A mi alrededor una docena de mesas. Comíamos en pequeños grupos, a lo sumo de tres personas, o en solitario, como era mi caso. No había hilo musical como en otros restaurantes ni nadie hablaba, solo algún susurro y el tintinear de los cubiertos contra la loza. A través de la pared de cristal se podía disfrutar de un paisaje costero.
Había oído de él en rumores y acabé sentado allí por una invitación exclusiva, un selecto club, casi una leyenda, cuyo restaurante estaba destinado para los paladares más exóticos y atrevidos.
Me habían servido el plato del día, porque allí no había carta para elegir. Defraudado adiviné que eran manitas de cerdo en salsa de almendras y perejil acompañado de cardo y de setas. No me pareció ni exótico ni atrevido. La cocción había eliminado casi toda la grasa y la carne, aunque escasa, resultaba sabrosa. De repente mi tenedor chocó con algo en el fondo del plato, lo arrastré fuera de la salsa hacia uno de los lados y descubrí una alianza de oro. Ordené los huesos que había estado royendo y me di cuenta que había más falanges de las que tenía la pata de un cochino. Aturdido levanté la cabeza y miré al resto de comensales.
Todos habían dejado de comer y me observaban fijamente en silencio. Miré al exterior, el mar parecía ocupar la parte superior y el cielo la parte inferior como si le hubieran dado la vuelta al mundo. En la copa de vino, ahora vacía, aparecía el rastro arenoso de algún tipo de barbitúrico. Me fui a incorporar, pero un violento mareo hizo que me sujetara a la mesa, los camareros se dirigieron a mí con los puños cerrados, y el resto de comensales se levantaron excitados. Caí al suelo y mientras la droga me sumía en la inconsciencia pude escuchar:
—Ni muy gordo, ni muy flaco
— ¡Es joven!-
Ahora, despierto veo que ya no estoy en el comedor.

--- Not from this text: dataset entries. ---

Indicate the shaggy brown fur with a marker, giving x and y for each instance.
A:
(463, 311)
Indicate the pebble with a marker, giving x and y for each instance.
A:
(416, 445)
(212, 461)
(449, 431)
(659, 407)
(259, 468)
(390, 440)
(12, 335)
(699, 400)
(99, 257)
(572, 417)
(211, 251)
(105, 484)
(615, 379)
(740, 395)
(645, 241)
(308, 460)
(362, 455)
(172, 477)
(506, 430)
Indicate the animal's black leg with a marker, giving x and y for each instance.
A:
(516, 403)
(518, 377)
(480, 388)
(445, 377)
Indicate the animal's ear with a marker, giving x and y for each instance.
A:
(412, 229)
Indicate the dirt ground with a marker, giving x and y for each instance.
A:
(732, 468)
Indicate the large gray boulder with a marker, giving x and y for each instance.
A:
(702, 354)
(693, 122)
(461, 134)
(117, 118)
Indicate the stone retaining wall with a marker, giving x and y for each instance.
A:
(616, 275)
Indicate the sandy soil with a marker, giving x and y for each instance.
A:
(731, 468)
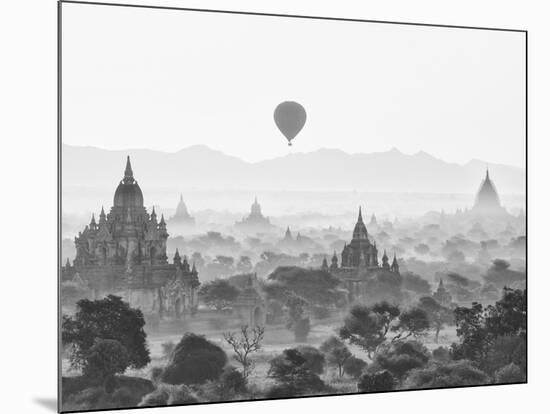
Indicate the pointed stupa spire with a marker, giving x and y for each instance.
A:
(288, 234)
(324, 265)
(360, 230)
(128, 173)
(362, 261)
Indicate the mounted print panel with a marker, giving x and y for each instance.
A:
(264, 206)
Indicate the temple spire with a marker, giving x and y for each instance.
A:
(128, 173)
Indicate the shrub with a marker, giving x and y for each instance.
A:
(354, 367)
(320, 312)
(290, 371)
(106, 358)
(168, 348)
(315, 360)
(232, 381)
(441, 354)
(124, 397)
(110, 318)
(194, 361)
(376, 382)
(336, 353)
(155, 374)
(401, 357)
(509, 374)
(301, 329)
(441, 375)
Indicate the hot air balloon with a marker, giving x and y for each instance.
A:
(290, 118)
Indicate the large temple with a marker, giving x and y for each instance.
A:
(359, 261)
(124, 253)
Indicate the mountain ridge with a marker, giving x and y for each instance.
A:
(326, 169)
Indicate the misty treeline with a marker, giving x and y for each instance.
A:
(105, 338)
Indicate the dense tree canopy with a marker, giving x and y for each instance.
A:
(438, 315)
(107, 318)
(368, 326)
(401, 357)
(451, 374)
(106, 358)
(290, 371)
(336, 353)
(376, 382)
(194, 361)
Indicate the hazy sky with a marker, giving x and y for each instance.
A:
(170, 79)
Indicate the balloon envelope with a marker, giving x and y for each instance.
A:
(290, 118)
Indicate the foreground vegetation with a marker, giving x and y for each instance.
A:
(376, 348)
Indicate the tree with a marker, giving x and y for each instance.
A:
(296, 322)
(194, 361)
(401, 357)
(413, 322)
(509, 374)
(315, 359)
(244, 344)
(354, 367)
(219, 293)
(494, 336)
(441, 375)
(368, 327)
(438, 315)
(336, 353)
(107, 318)
(509, 315)
(105, 359)
(168, 348)
(376, 382)
(471, 329)
(290, 371)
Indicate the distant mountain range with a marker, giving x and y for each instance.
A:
(201, 168)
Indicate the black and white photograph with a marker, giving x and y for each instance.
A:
(262, 207)
(308, 206)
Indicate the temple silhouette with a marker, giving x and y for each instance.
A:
(125, 254)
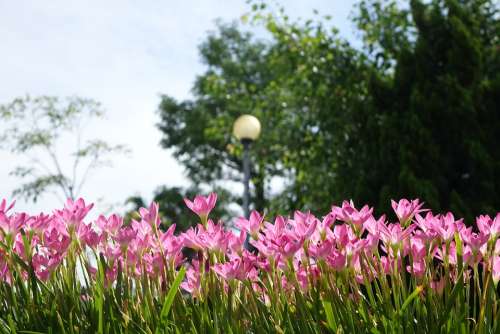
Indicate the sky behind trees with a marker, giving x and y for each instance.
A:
(123, 54)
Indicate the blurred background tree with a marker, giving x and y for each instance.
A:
(410, 113)
(36, 127)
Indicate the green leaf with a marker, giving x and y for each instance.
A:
(169, 299)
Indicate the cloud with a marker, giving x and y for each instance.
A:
(124, 54)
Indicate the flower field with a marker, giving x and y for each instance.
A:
(346, 272)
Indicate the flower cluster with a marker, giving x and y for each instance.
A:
(293, 253)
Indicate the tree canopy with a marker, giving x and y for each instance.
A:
(412, 113)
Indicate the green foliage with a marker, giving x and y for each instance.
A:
(413, 113)
(428, 129)
(35, 127)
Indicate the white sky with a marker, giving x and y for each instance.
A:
(123, 54)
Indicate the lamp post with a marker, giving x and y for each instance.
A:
(247, 129)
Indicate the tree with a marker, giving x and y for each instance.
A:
(34, 127)
(290, 84)
(411, 114)
(429, 129)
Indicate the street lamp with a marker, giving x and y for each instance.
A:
(247, 129)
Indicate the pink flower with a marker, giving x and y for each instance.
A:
(252, 225)
(405, 210)
(474, 240)
(202, 205)
(110, 225)
(349, 214)
(393, 235)
(489, 226)
(151, 215)
(496, 269)
(10, 225)
(125, 236)
(73, 213)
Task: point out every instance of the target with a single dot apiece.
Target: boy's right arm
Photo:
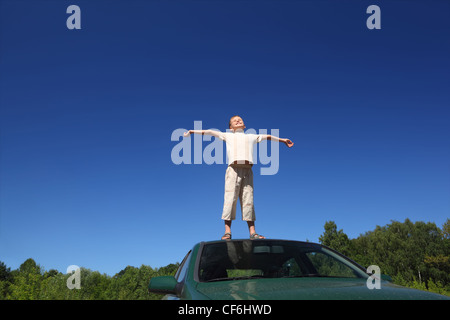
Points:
(214, 133)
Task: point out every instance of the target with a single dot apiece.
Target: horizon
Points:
(89, 101)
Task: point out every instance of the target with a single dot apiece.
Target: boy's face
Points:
(237, 123)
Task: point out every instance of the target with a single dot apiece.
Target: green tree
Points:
(335, 239)
(26, 282)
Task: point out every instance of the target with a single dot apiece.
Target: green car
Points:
(275, 270)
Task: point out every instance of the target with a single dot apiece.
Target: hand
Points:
(288, 143)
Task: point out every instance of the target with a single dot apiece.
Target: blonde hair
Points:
(229, 122)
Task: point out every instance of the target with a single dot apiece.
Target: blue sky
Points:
(86, 117)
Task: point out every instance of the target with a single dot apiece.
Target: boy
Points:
(239, 174)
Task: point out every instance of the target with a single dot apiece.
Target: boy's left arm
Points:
(287, 142)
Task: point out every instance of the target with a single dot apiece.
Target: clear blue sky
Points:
(86, 117)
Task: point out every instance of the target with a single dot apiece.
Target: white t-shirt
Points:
(239, 144)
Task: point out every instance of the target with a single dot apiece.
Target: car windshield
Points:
(249, 259)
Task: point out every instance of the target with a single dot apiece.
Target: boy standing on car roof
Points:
(239, 174)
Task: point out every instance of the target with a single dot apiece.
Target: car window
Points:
(181, 272)
(236, 260)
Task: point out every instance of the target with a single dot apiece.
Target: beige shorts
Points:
(239, 184)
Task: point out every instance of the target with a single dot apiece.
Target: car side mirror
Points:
(162, 285)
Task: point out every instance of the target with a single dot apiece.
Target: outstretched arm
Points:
(287, 142)
(202, 132)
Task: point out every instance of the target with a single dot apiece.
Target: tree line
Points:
(415, 255)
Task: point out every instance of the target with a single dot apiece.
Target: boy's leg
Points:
(247, 205)
(227, 230)
(230, 199)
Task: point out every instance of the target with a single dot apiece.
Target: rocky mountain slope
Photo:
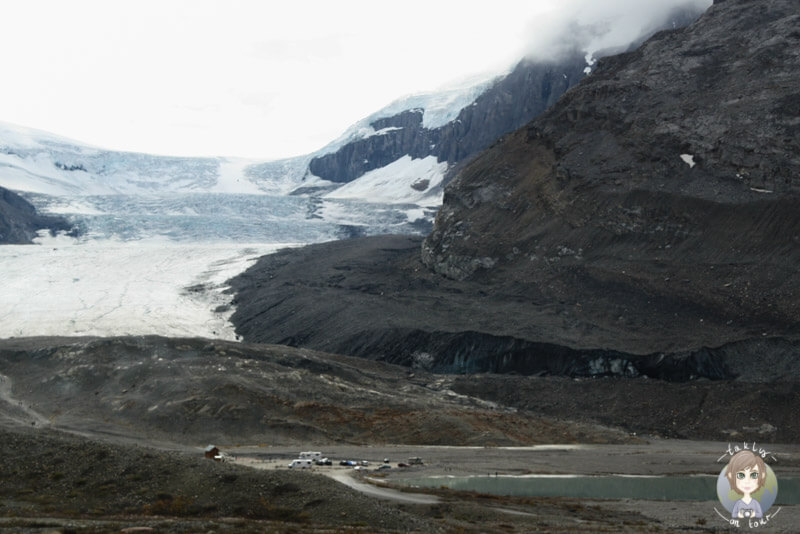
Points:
(508, 103)
(492, 110)
(666, 183)
(19, 221)
(199, 391)
(651, 212)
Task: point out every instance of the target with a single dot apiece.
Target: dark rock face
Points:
(509, 104)
(590, 242)
(372, 298)
(19, 221)
(665, 187)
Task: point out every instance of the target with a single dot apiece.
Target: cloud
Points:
(592, 26)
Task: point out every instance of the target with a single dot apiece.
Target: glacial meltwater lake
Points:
(668, 488)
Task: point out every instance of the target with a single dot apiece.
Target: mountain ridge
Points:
(555, 235)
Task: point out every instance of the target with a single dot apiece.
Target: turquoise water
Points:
(686, 488)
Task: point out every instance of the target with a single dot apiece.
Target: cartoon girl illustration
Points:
(746, 474)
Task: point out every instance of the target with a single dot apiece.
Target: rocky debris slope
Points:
(373, 299)
(656, 203)
(19, 221)
(200, 391)
(650, 216)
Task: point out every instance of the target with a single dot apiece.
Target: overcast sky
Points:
(265, 78)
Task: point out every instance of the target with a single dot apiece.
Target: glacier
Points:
(159, 236)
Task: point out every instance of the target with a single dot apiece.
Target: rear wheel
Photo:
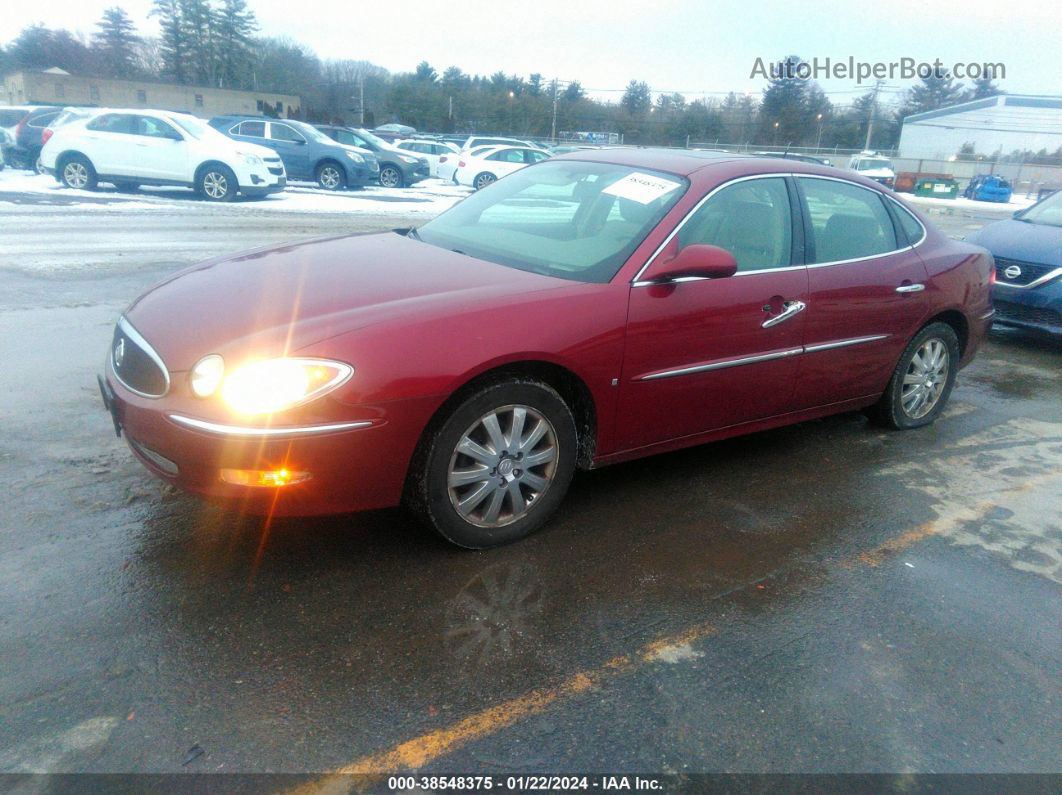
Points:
(497, 467)
(78, 173)
(483, 179)
(391, 176)
(217, 184)
(922, 381)
(330, 176)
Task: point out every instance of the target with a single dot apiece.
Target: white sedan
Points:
(430, 151)
(477, 169)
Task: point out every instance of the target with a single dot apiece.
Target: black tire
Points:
(329, 175)
(483, 179)
(391, 176)
(217, 183)
(428, 493)
(76, 172)
(902, 411)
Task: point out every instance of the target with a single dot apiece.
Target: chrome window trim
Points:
(1049, 276)
(724, 363)
(126, 328)
(636, 280)
(842, 343)
(227, 430)
(880, 195)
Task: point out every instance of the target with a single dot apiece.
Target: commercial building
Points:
(58, 87)
(995, 125)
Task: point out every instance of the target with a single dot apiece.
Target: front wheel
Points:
(330, 176)
(498, 467)
(78, 173)
(391, 176)
(483, 179)
(217, 184)
(922, 381)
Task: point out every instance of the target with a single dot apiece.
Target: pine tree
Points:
(234, 26)
(173, 39)
(115, 40)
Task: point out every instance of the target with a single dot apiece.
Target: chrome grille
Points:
(136, 364)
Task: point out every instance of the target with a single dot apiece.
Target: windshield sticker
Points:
(640, 188)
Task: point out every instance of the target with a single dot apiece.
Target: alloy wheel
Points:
(75, 174)
(215, 185)
(390, 177)
(925, 379)
(329, 177)
(502, 464)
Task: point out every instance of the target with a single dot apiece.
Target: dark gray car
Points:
(397, 169)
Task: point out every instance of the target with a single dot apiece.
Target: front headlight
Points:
(268, 385)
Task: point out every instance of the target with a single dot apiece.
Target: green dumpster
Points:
(937, 188)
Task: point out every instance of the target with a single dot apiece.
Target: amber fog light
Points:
(263, 478)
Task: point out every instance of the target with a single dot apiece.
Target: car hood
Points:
(276, 300)
(1023, 241)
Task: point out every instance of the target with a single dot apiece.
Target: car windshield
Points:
(1047, 212)
(569, 219)
(197, 128)
(373, 139)
(873, 163)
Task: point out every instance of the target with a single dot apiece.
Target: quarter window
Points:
(284, 133)
(752, 220)
(848, 222)
(252, 128)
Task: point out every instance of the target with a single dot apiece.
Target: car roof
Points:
(685, 162)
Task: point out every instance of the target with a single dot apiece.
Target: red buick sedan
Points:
(591, 309)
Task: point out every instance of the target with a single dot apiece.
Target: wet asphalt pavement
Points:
(822, 598)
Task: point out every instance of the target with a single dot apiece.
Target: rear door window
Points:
(114, 123)
(848, 221)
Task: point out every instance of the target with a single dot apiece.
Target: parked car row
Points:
(223, 158)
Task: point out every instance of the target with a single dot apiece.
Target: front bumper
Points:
(357, 464)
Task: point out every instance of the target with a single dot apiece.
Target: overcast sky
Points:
(691, 46)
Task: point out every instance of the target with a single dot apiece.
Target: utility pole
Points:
(871, 114)
(361, 100)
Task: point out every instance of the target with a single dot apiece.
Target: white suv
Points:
(134, 148)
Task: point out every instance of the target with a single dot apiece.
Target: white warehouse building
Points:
(994, 125)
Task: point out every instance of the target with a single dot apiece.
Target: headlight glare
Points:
(276, 384)
(205, 377)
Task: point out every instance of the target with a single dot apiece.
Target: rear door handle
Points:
(789, 309)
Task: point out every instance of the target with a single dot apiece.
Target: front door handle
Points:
(789, 309)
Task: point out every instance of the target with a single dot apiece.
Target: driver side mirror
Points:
(696, 260)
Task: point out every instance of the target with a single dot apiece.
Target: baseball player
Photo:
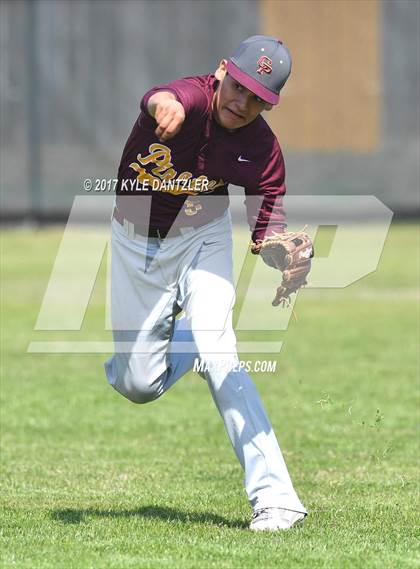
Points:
(172, 251)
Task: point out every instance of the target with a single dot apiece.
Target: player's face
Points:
(234, 105)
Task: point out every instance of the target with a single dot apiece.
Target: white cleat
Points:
(273, 519)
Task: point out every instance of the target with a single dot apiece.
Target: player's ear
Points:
(221, 70)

Mis codos están atados a mi espalda, al igual que mis tobillos y a su vez sujetos, a una barra de hierro de la que me encuentro suspendido. Estoy desnudo, colgado en una cocina con una enorme chimenea. A mi alrededor puedo ver, con los ojos fijos en mí, a los otros comensales.
—Colocadlo sobre las brasas
—Esperad que elimine la droga o arruinara el sabor de su carne.
Me pinchan en brazos, muslos y pecho, No puedo gritar porque estoy amordazado. Siento como levantan la barra, y me colocan sobre un lecho rojizo de brasas. El calor me quema la piel ,el sudor cubre mi espalda y el humo ciega mis ojos.
—Poco a poco…
Mientras mi cuerpo se va asando forcejeo inútilmente contra los grilletes de acero y sabiendo que estoy condenado, puedo ver en las miradas de los miembros de aquel selecto club que al goce de aquellos sabores prohibidos se une el de la crueldad y que uno no puede ser disfrutado sin el otro.